Japan posted a goods trade deficit of 5.4 trillion yen ($42.4 billion) in fiscal 2021 after logging a surplus the previous year, amid increased energy imports inflated by high prices, the Finance Ministry said Wednesday.
The deficit was the highest since fiscal 2014, when the country's fuel imports for thermal power plants were elevated with all nuclear power plants offline in the wake of the 2011 nuclear disaster triggered by a massive earthquake and tsunami in Japan's northeast.
Imports grew 33.3 percent from the previous year to 91.3 trillion yen, the highest since fiscal 1979 when comparable data became available, with imports of petroleum up 97.6 percent, those of coal up 113.4 percent and those of liquefied natural gas up 58.8 percent.
Exports advanced 23.6 percent to 85.9 trillion yen, also the highest since fiscal 1979, as auto exports as well as those of iron and steel products rose with the economy gradually recovering amid the coronavirus pandemic.
By country, exports to the United States grew 23.9 percent to 15.4 trillion yen for the first increase in three years on more shipments of auto parts and chip-manufacturing devices.
Imports from the country surged 28.3 percent to 9.5 trillion yen for the first increase in three years as well, on an increase in the value of imports of medical products, liquefied petroleum gas and grains including corn.
Exports to China, Japan's biggest trading partner, grew 14.9 percent on the back of shipments of semiconductor-making equipment, among other items.

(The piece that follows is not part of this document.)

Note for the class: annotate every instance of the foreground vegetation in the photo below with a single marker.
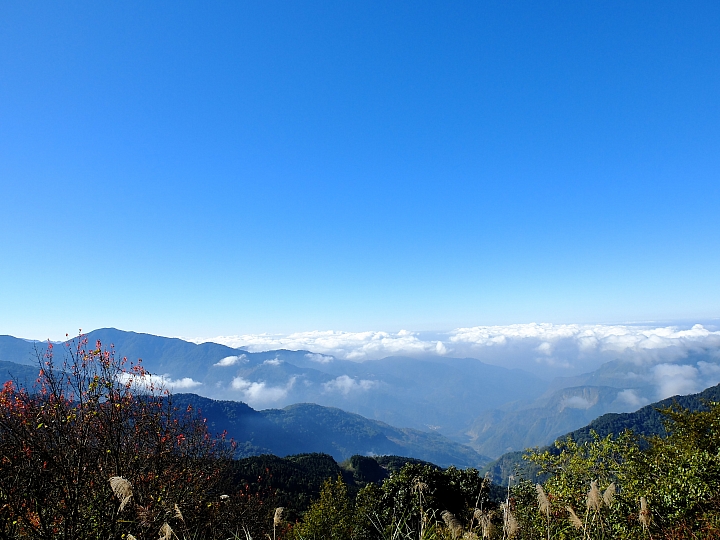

Imports gained 14.9 percent as well on increased purchases of communication devices.
Looking ahead, Yuichi Kodama, chief economist at the Meiji Yasuda Research Institute, said the outlook will significantly depend on whether the Federal Reserve is able to engineer a "soft landing" for the U.S. economy through appropriate rate hikes in combating inflation.
Since the U.S. economy is "basically strong" and the Fed is "skillful" in steering monetary policy, "we expect it will manage the soft landing with inflation contained," Kodama said.
He also said the impact of economic sanctions on Russia following its invasion of Ukraine is expected to be reflected more significantly in trade data later.
Japan started imposing an import ban on 38 items from Russia, including vodka and some lumber products, on Tuesday as part of its economic sanctions against Moscow.
Meanwhile, Japan in March logged a goods trade deficit of 412.4 billion yen, remaining in the red for the eighth consecutive month, as high energy prices after the Ukraine crisis boosted the value of imports.
Imports grew 31.2 percent from a year earlier to 8.9 trillion yen, rising for the 14th consecutive month, the ministry said in a preliminary report, with imports of petroleum from the United Arab Emirates as well as coal and liquefied natural gas from Australia increasing significantly.
Petroleum imports jumped 69.7 percent from a year earlier to 865.1 billion yen, rising for the 12th straight month.
Exports climbed 14.7 percent to 8.5 trillion yen, up for the 13th straight month, reflecting robust demand for semiconductor manufacturing devices in Taiwan and steel product shipments to Vietnam.
The figures were compiled on a customs-cleared basis.